For faster R use OpenBLAS

From: http://www.stat.cmu.edu/~nmv/2013/07/09/for-faster-r-use-openblas-instead-better-than-atlas-trivial-to-switch-to-on-ubuntu/

Installing additional BLAS libraries on Ubuntu

For Ubuntu, there are currently three different BLAS options that can be easily chosen: "libblas" the reference BLAS, "libatlas" the ATLAS BLAS, and "libopenblas" the OpenBLAS. Their package names are

$ apt-cache search libblas
libblas-dev - Basic Linear Algebra Subroutines 3, static library
libblas-doc - Basic Linear Algebra Subroutines 3, documentation
libblas3gf - Basic Linear Algebra Reference implementations, shared library
libatlas-base-dev - Automatically Tuned Linear Algebra Software, generic static
libatlas3gf-base - Automatically Tuned Linear Algebra Software, generic shared
libblas-test - Basic Linear Algebra Subroutines 3, testing programs
libopenblas-base - Optimized BLAS (linear algebra) library based on GotoBLAS2
libopenblas-dev - Optimized BLAS (linear algebra) library based on GotoBLAS2

Since libblas already comes with Ubuntu, we only need to install the other two for our tests. (NOTE: In the following command, delete 'libatlas3gf-base' if you don't want to experiment with ATLAS.):

$ sudo apt-get install libopenblas-base libatlas3gf-base

Switching between BLAS libraries

Now we can switch between the different BLAS options that are installed:

$ sudo update-alternatives --config libblas.so.3
There are 3 choices for the alternative libblas.so.3gf (providing /usr/lib/libblas.so.3gf).
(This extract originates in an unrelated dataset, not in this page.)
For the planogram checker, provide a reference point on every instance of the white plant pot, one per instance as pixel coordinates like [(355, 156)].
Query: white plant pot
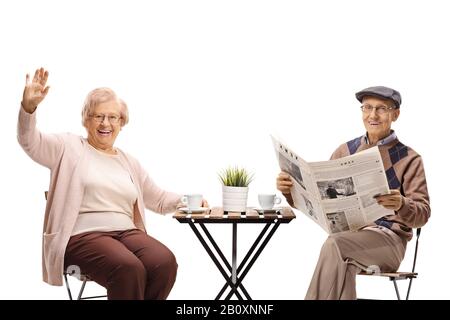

Selection Path Priority Status
------------------------------------------------------------
* 0 /usr/lib/openblas-base/libopenblas.so.0 40 auto mode
1 /usr/lib/atlas-base/atlas/libblas.so.3gf 35 manual mode
2 /usr/lib/libblas/libblas.so.3gf 10 manual mode
3 /usr/lib/openblas-base/libopenblas.so.0 40 manual mode

Press enter to keep the current choice[*], or type selection number:
Side note: If the above returned:
update-alternatives: error: no alternatives for libblas.so.3gf

Try

$ sudo update-alternatives --config libblas.so.3

instead. See the comments at the end of the post for further details.

From the selection menu, I picked 3, so it now shows that choice 3 (OpenBLAS) is selected:

$ sudo update-alternatives --config libblas.so.3gf
There are 3 choices for the alternative libblas.so.3gf (providing /usr/lib/libblas.so.3gf).

Selection Path Priority Status
------------------------------------------------------------
0 /usr/lib/openblas-base/libopenblas.so.0 40 auto mode
1 /usr/lib/atlas-base/atlas/libblas.so.3gf 35 manual mode
2 /usr/lib/libblas/libblas.so.3gf 10 manual mode
* 3 /usr/lib/openblas-base/libopenblas.so.0 40 manual mode

And we can pull the same trick to choose between LAPACK implementations. From the output we can see that OpenBLAS does not provide a new LAPACK implementation, but ATLAS does:

$ sudo update-alternatives --config liblapack.so.3
There are 2 choices for the alternative liblapack.so.3gf (providing /usr/lib/liblapack.so.3gf).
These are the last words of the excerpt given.